There is an airplane at an altitude of 12000 ft. The angle of depression is 1 degree. How far on the ground is the plane.
Did you make a sketch?
if so , you will see that
tan 1° = 12000/x , where x is the distance along the ground
x = 12000/tan 1° = .....
"How far on the ground is the plane ? " sounds like a very strange question.
To find the distance on the ground, we can use basic trigonometry.
Let's assume that the distance on the ground is represented by x. We have an angle of depression of 1 degree, which means that the angle formed between the line of sight from the observer to the airplane and the horizontal ground is 1 degree.
In a right triangle, the angle of depression is the angle between the hypotenuse (the line of sight) and the horizontal ground. The side opposite the angle of depression is the altitude of the airplane (12000 ft), and the side adjacent to the angle of depression is the distance on the ground (x).
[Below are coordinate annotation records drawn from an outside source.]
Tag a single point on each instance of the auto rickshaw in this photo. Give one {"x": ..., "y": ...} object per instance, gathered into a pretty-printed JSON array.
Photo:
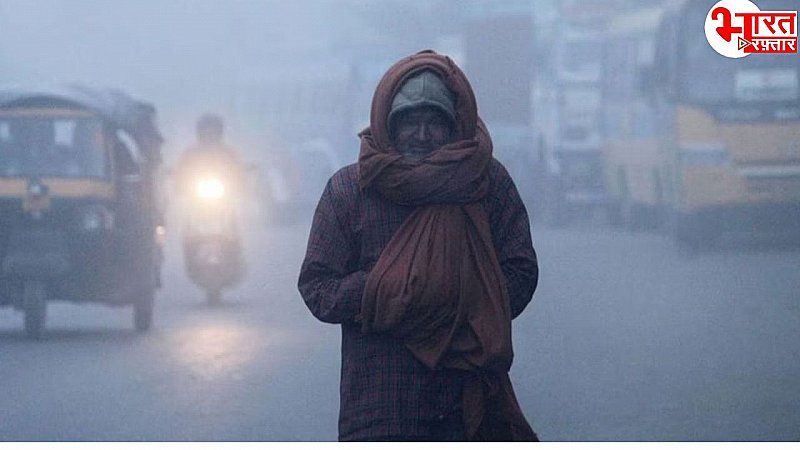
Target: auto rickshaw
[{"x": 80, "y": 209}]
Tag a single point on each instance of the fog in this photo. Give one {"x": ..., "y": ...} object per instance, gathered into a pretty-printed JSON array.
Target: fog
[{"x": 662, "y": 182}]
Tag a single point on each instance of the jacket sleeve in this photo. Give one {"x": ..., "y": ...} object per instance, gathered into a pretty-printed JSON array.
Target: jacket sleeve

Using the trigonometric function tangent (tan), we can set up the following equation:
tan(1 degree) = opposite/adjacent
tan(1 degree) = 12000/x
Now, we can solve for x by rearranging the equation:
x = 12000 / tan(1 degree)
Using a scientific calculator, we can calculate the value of x.
Note: Make sure your calculator is set to degree mode when calculating trigonometric functions in degrees.
x ≈ 685942 ft
Therefore, the airplane is approximately 685,942 ft away from the observer on the ground.